Leopold Mozart will aber noch nicht aufgeben. Die Verdienstmöglichkeit in England reizen ihn sehr. So kommt er auf den absurden Gedanken, das Publikum für ein weiteres Konzert zu sich nach Hause zu laden und kündete diese Idee groß an. (Link) Doch so überschwänglich die Begeisterung für die Kinder auch war, so finden sich dennoch einige Skeptiker unter den Musikbegeisterten, die die Fähigkeiten besonders des kleinen Jungen anzweifeln.
Ein wertvolles Zeugnis über Wolfgangs Fähigkeiten im Improvisieren ist als Dokument im „Philosophical Transactions“ der Royal Society, Band 40, Jahrgang 1770 erhalten, geprüft von Daines Barrington, einem Rechtsgelehrten, Richter und Naturforscher. Daines Barrington nimmt Leopold Mozarts Behauptungen über seinen Sohn genauer unter die Lupe und läßt sich vom Grafen Haslang eine Abschrift des Geburtenbuches von Wolfgang Amadeus beschaffen. Leopold Mozart bietet Barrington an, seinen Sohn doch im privaten Rahmen zu mustern. W. A. Mozart ist zu dieser Zeit gerade 8 1/2 Jahre alt. Das Zeugnis erbringt er im Juni 1765. Leopold kam diese Prüfung sehr gelegen, da er mit der äußerst positiven Beurteilung beim Britischen Museum vorsprechen kann und diesem ein Manuskript überreicht, das die erste Vokalkomposition, die vierstimmige Motette „God is our Refuge“ KV 20, enthält. Wolfgang hat sie im barocken Stil der anglikanischen Kirchenmusik geschrieben. Außerdem läßt Leopold Mozart nun mit Stolz die sechs Sonaten für Klavier und Violine KV 10 bis 15 als „Opus 3“veröffentlichen, die der Knabe der Königin Charlotte widmete. Die Königin bezahlte dafür den stolzen Preis von 50 Guineen.

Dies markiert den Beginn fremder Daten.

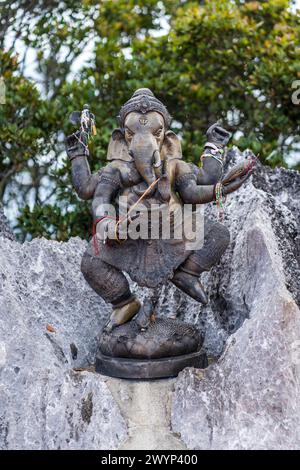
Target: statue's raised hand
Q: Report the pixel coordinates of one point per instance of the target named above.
(217, 135)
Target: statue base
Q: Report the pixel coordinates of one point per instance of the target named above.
(124, 368)
(162, 349)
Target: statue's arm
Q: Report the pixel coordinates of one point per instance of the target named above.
(84, 182)
(212, 157)
(193, 193)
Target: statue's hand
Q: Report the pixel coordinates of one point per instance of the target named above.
(217, 135)
(76, 145)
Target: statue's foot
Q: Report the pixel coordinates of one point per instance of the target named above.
(191, 285)
(123, 314)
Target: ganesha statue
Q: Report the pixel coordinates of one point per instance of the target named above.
(149, 228)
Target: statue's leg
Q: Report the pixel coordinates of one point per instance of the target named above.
(111, 284)
(186, 277)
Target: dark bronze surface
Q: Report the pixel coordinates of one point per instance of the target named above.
(148, 368)
(164, 337)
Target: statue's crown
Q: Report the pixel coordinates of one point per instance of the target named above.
(143, 101)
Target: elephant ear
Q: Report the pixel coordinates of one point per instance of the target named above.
(117, 148)
(171, 147)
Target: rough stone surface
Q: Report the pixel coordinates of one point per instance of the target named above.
(44, 403)
(250, 398)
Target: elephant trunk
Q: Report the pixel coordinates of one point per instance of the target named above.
(147, 157)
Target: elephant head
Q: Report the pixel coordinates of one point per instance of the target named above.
(144, 136)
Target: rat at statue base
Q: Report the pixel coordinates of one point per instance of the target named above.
(162, 349)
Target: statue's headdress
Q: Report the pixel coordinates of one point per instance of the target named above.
(143, 101)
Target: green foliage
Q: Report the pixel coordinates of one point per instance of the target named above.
(235, 61)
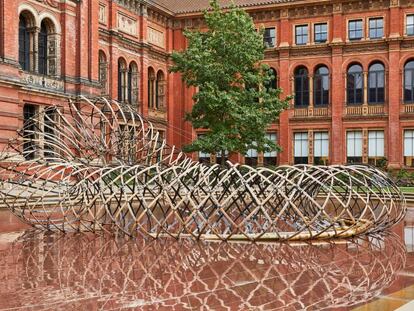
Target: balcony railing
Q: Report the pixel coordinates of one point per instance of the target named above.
(365, 110)
(43, 82)
(160, 113)
(408, 108)
(311, 112)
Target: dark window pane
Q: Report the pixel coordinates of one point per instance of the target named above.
(29, 126)
(269, 37)
(24, 45)
(43, 50)
(376, 28)
(410, 25)
(355, 30)
(301, 35)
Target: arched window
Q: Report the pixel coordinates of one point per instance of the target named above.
(160, 91)
(122, 80)
(24, 43)
(355, 85)
(273, 82)
(321, 86)
(43, 49)
(151, 88)
(409, 82)
(103, 72)
(301, 87)
(133, 83)
(376, 84)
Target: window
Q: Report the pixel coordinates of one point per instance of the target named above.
(376, 82)
(409, 148)
(132, 83)
(103, 72)
(43, 49)
(355, 30)
(251, 157)
(218, 157)
(354, 146)
(49, 132)
(409, 82)
(355, 85)
(270, 37)
(375, 146)
(270, 158)
(273, 82)
(321, 148)
(203, 157)
(321, 86)
(151, 88)
(301, 87)
(122, 80)
(29, 129)
(410, 25)
(24, 44)
(160, 90)
(321, 33)
(301, 34)
(301, 148)
(376, 28)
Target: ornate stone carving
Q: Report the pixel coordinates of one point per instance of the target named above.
(127, 24)
(51, 3)
(43, 82)
(156, 37)
(102, 14)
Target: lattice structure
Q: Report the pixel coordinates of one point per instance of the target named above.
(97, 272)
(100, 166)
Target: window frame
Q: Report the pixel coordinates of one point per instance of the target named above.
(361, 20)
(315, 33)
(270, 158)
(273, 45)
(355, 102)
(376, 73)
(304, 93)
(354, 158)
(411, 71)
(316, 76)
(304, 140)
(24, 39)
(408, 159)
(376, 18)
(43, 50)
(301, 35)
(317, 159)
(406, 25)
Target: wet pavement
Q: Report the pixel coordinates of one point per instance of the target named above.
(50, 271)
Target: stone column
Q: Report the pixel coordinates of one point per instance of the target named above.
(34, 49)
(311, 103)
(365, 99)
(310, 147)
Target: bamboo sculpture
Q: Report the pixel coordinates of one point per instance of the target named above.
(100, 166)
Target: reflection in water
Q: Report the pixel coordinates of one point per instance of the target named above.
(89, 272)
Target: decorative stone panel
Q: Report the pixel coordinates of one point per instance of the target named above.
(156, 37)
(127, 24)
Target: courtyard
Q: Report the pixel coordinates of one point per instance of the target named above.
(54, 271)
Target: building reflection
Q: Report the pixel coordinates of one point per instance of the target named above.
(89, 272)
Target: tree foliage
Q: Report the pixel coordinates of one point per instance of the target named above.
(234, 100)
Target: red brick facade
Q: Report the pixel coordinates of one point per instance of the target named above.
(109, 47)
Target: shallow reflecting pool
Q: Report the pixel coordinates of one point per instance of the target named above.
(49, 271)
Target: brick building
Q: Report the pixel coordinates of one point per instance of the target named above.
(349, 63)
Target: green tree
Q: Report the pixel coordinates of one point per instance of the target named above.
(234, 98)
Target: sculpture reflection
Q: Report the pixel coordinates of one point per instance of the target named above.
(101, 272)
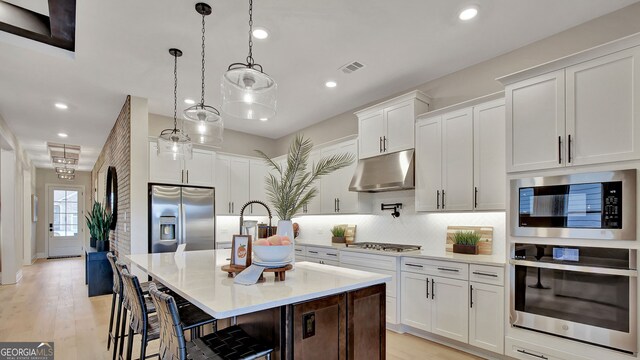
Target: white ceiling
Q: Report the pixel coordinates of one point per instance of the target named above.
(121, 48)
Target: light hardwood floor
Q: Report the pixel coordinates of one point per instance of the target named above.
(50, 304)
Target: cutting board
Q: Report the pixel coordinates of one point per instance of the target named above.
(485, 246)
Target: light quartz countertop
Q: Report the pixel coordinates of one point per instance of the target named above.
(196, 276)
(494, 260)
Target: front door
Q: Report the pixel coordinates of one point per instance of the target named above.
(64, 213)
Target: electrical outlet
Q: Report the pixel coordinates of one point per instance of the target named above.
(308, 325)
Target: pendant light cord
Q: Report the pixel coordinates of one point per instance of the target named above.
(203, 29)
(250, 57)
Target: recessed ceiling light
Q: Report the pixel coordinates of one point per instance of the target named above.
(260, 33)
(468, 13)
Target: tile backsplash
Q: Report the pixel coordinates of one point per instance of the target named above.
(425, 229)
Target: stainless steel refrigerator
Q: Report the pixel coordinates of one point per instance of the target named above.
(181, 215)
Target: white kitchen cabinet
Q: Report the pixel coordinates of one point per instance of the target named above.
(603, 106)
(536, 122)
(389, 126)
(200, 170)
(334, 188)
(489, 170)
(444, 162)
(415, 308)
(258, 170)
(486, 316)
(232, 184)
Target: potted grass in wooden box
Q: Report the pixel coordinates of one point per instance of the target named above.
(466, 242)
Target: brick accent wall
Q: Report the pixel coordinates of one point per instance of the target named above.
(117, 152)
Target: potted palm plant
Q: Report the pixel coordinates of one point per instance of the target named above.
(466, 242)
(98, 221)
(291, 188)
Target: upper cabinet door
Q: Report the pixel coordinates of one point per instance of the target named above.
(457, 159)
(603, 104)
(400, 127)
(371, 133)
(163, 170)
(535, 123)
(223, 169)
(200, 169)
(239, 184)
(257, 187)
(489, 156)
(429, 164)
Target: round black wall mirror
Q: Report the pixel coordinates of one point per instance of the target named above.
(112, 195)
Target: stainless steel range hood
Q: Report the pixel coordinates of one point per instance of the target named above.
(389, 172)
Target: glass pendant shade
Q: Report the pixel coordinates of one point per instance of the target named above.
(175, 145)
(248, 94)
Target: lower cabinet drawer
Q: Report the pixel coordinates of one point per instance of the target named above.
(392, 310)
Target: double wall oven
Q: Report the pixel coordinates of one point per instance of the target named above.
(583, 293)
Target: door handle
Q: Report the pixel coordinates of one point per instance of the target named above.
(559, 149)
(475, 198)
(433, 291)
(569, 148)
(427, 288)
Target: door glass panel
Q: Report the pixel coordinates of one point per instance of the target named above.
(65, 213)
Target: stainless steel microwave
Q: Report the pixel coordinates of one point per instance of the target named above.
(598, 205)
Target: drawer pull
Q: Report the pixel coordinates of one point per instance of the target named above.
(484, 274)
(531, 354)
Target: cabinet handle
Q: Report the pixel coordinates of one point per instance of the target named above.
(475, 198)
(433, 291)
(569, 148)
(559, 149)
(427, 288)
(484, 274)
(531, 354)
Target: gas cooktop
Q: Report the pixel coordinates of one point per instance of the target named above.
(385, 247)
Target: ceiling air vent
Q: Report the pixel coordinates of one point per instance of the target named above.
(351, 67)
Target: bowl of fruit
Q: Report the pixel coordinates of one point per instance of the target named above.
(275, 248)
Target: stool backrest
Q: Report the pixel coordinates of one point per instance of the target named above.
(117, 279)
(135, 298)
(172, 342)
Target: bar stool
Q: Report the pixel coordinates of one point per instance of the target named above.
(231, 343)
(114, 334)
(143, 320)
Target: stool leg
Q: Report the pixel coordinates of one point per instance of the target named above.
(113, 305)
(122, 328)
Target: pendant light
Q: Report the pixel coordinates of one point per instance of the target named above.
(174, 143)
(207, 118)
(247, 92)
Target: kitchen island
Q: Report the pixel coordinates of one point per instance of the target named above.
(318, 312)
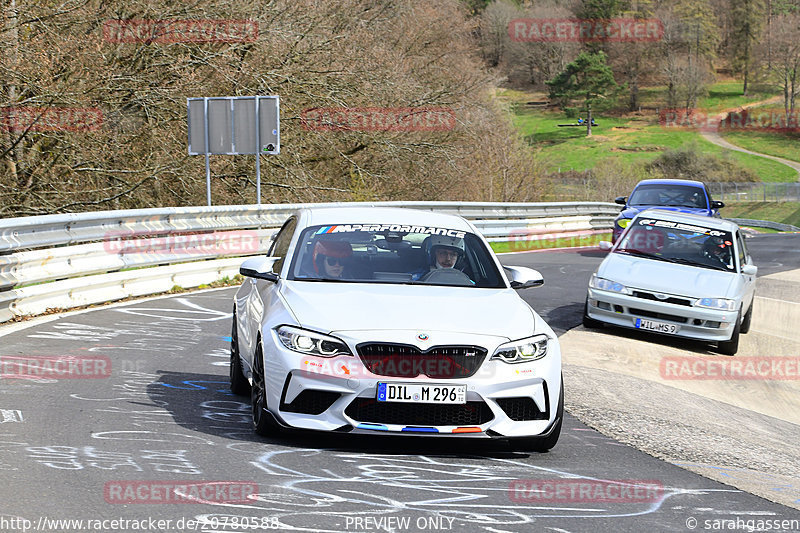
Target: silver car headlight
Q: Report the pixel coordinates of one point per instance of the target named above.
(607, 285)
(310, 342)
(722, 304)
(523, 350)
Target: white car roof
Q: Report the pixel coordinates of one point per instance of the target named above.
(689, 218)
(382, 215)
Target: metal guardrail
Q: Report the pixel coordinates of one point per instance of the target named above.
(764, 224)
(755, 191)
(65, 261)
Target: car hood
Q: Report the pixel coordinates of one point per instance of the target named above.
(630, 212)
(669, 278)
(330, 307)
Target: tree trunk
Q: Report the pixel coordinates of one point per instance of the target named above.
(589, 120)
(16, 154)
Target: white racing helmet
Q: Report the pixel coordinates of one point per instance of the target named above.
(447, 243)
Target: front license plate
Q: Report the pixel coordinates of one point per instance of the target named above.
(421, 393)
(661, 327)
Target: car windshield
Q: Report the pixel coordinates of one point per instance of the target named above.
(675, 242)
(669, 195)
(394, 253)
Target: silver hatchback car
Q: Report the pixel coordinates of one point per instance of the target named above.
(676, 274)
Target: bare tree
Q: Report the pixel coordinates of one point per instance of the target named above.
(783, 51)
(340, 53)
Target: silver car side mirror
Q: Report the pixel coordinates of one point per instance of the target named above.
(523, 277)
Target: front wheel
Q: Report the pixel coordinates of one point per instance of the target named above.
(588, 322)
(748, 317)
(730, 347)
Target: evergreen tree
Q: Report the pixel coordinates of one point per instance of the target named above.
(588, 79)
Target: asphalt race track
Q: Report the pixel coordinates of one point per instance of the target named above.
(164, 414)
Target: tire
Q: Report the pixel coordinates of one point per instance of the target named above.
(263, 422)
(730, 347)
(748, 317)
(544, 444)
(239, 384)
(589, 323)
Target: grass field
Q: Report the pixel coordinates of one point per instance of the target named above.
(633, 138)
(780, 144)
(783, 212)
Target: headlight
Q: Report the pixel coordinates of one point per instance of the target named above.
(311, 343)
(722, 304)
(607, 285)
(523, 350)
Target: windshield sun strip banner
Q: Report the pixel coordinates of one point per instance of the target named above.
(682, 227)
(399, 228)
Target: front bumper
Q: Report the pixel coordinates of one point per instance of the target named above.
(692, 322)
(339, 394)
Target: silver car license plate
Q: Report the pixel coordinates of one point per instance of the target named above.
(651, 325)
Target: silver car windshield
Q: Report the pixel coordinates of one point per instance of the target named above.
(679, 243)
(669, 195)
(394, 253)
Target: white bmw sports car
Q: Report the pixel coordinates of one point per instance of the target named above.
(393, 321)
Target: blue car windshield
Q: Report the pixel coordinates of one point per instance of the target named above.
(675, 242)
(669, 195)
(394, 253)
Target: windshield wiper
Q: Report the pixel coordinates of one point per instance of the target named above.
(684, 261)
(640, 253)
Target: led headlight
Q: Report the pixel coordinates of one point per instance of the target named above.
(607, 285)
(310, 342)
(523, 350)
(721, 304)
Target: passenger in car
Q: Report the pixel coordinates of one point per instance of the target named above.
(330, 258)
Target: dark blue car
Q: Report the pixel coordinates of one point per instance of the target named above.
(685, 196)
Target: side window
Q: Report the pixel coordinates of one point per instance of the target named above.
(742, 249)
(280, 247)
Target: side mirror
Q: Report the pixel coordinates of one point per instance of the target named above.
(523, 277)
(259, 268)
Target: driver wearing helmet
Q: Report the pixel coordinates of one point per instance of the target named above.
(329, 258)
(718, 251)
(445, 251)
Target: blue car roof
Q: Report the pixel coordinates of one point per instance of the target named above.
(693, 183)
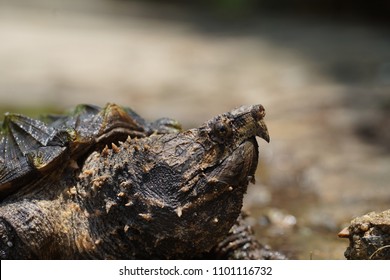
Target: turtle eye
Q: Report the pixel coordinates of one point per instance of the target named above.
(221, 131)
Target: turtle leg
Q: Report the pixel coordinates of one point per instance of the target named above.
(241, 244)
(11, 246)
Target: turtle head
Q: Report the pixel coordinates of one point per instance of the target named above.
(193, 182)
(179, 193)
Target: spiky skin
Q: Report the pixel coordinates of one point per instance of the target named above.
(173, 195)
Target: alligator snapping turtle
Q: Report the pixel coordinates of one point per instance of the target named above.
(103, 183)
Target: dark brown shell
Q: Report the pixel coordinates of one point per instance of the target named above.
(30, 148)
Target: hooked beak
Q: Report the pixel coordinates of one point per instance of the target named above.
(263, 132)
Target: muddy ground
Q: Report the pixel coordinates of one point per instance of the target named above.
(324, 83)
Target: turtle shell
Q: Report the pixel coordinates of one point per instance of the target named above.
(31, 148)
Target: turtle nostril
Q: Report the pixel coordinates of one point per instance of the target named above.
(221, 131)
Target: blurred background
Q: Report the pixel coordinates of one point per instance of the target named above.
(320, 68)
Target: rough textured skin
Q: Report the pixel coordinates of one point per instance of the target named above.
(174, 195)
(369, 237)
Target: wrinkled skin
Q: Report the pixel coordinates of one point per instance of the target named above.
(176, 195)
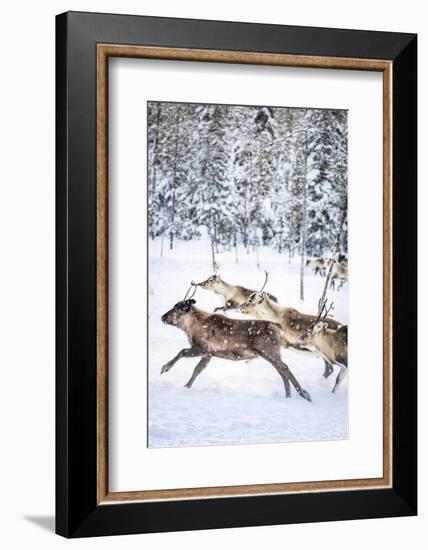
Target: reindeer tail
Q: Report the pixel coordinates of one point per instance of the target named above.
(343, 332)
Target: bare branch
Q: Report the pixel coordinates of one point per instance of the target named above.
(265, 283)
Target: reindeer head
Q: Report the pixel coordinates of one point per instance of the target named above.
(181, 309)
(317, 326)
(254, 300)
(252, 303)
(213, 283)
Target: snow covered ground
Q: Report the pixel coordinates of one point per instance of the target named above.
(235, 402)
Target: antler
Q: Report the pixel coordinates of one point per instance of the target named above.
(327, 310)
(265, 283)
(194, 286)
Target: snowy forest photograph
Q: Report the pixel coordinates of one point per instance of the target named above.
(248, 274)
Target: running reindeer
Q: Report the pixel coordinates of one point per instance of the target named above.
(339, 273)
(214, 335)
(292, 321)
(232, 295)
(331, 344)
(317, 265)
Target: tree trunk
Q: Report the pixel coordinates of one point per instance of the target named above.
(303, 228)
(334, 254)
(213, 255)
(174, 183)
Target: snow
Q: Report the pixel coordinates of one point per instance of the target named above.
(236, 402)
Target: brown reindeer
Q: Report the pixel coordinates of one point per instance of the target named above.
(317, 265)
(339, 273)
(292, 321)
(214, 335)
(232, 295)
(332, 344)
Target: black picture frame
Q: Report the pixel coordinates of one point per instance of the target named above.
(77, 511)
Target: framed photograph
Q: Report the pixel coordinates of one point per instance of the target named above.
(236, 211)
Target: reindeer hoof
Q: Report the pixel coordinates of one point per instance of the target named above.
(305, 395)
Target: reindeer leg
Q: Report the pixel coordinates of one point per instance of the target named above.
(328, 369)
(187, 352)
(275, 360)
(339, 378)
(198, 369)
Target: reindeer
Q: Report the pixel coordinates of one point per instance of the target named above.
(233, 295)
(215, 335)
(339, 273)
(317, 265)
(292, 321)
(332, 344)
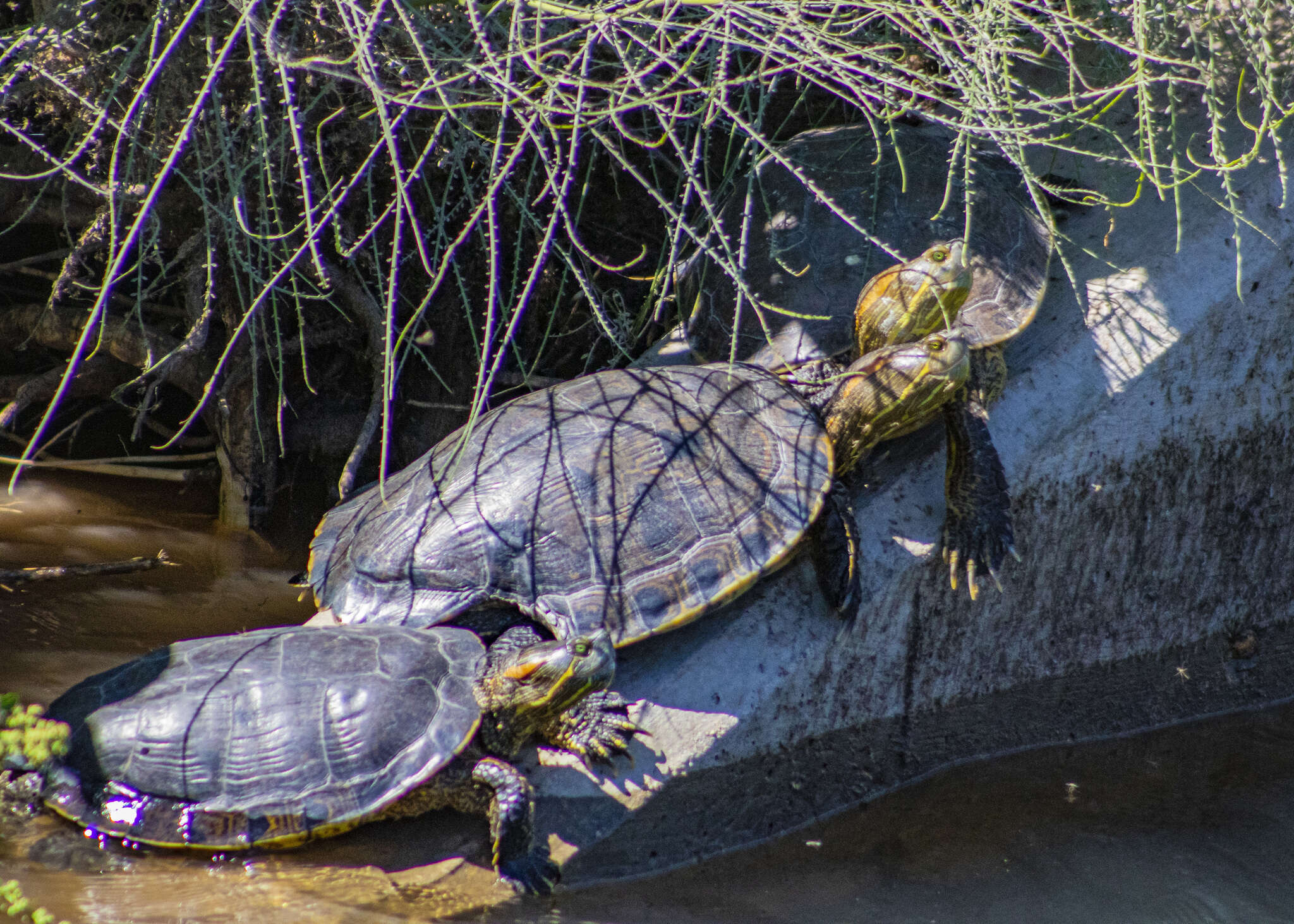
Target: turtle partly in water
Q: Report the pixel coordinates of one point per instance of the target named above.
(632, 500)
(274, 738)
(805, 263)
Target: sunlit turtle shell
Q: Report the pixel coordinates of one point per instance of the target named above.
(264, 740)
(634, 498)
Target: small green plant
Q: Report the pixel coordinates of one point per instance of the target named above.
(18, 906)
(28, 741)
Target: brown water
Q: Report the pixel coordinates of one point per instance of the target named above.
(1187, 825)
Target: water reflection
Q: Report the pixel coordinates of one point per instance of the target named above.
(1187, 825)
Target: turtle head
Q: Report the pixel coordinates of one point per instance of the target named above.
(535, 682)
(912, 299)
(893, 391)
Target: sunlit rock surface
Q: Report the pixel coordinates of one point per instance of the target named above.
(1146, 438)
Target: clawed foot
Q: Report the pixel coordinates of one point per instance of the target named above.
(597, 729)
(533, 874)
(974, 545)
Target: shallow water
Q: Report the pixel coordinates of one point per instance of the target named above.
(1184, 825)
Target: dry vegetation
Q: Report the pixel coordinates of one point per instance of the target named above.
(317, 234)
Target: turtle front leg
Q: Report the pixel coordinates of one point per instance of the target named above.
(596, 729)
(521, 862)
(977, 531)
(833, 541)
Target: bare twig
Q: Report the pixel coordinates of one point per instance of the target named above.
(11, 576)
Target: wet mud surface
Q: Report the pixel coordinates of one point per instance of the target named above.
(1183, 825)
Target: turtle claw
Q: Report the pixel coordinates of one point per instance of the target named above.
(597, 729)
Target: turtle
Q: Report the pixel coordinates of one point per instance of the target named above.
(276, 736)
(805, 266)
(629, 500)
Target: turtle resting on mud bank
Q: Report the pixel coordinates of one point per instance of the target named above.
(818, 219)
(274, 738)
(633, 500)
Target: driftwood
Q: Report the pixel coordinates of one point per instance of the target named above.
(1146, 436)
(13, 576)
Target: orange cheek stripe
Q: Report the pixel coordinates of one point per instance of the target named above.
(521, 672)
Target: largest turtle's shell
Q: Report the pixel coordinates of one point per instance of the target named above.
(806, 260)
(633, 500)
(268, 738)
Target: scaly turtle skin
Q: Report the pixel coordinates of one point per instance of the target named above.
(277, 736)
(633, 500)
(805, 263)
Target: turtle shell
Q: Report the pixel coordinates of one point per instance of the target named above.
(264, 740)
(633, 498)
(807, 265)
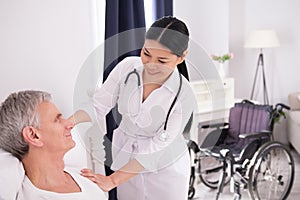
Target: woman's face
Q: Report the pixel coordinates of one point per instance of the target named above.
(159, 62)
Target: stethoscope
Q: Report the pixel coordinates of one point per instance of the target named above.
(163, 136)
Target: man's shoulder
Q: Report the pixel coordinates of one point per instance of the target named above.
(11, 175)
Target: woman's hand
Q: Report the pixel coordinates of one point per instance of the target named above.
(104, 182)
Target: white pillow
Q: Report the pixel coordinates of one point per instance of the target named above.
(11, 176)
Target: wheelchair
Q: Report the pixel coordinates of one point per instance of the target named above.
(244, 154)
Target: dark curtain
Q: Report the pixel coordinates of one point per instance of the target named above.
(121, 18)
(163, 8)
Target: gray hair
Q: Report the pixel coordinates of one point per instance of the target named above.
(16, 112)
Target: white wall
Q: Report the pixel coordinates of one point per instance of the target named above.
(281, 63)
(222, 26)
(44, 43)
(208, 25)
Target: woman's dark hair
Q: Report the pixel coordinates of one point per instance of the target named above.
(170, 32)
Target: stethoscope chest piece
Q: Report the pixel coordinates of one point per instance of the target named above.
(163, 136)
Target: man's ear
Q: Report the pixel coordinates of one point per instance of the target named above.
(31, 135)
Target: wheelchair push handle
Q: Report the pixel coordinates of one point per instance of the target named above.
(280, 106)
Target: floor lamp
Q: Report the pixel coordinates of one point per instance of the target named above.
(261, 39)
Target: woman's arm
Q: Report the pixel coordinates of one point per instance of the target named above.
(80, 116)
(106, 183)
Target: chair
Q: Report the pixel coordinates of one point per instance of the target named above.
(243, 153)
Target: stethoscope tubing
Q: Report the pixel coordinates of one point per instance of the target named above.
(175, 98)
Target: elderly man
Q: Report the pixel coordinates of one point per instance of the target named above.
(33, 130)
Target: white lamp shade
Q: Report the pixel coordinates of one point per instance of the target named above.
(262, 39)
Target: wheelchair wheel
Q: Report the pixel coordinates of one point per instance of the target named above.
(210, 171)
(272, 174)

Der kurze Aufenthalt in London verlängert sich auf 18 Monate. Das Angebot an musikalischen Attraktionen ist zu vielfältig. Doch die Pflicht aus Salzburg ruft. Der geduldige Erzbischof Schrattenbach forderte eine baldige Heimkehr.
Am 24 Juli 1765 verläßt die Familie Mozart London, verbringt einen Tag in Canterbury und folgt dann einer Einladung von Sir Horace Manns, wo sie für eine Woche bleiben.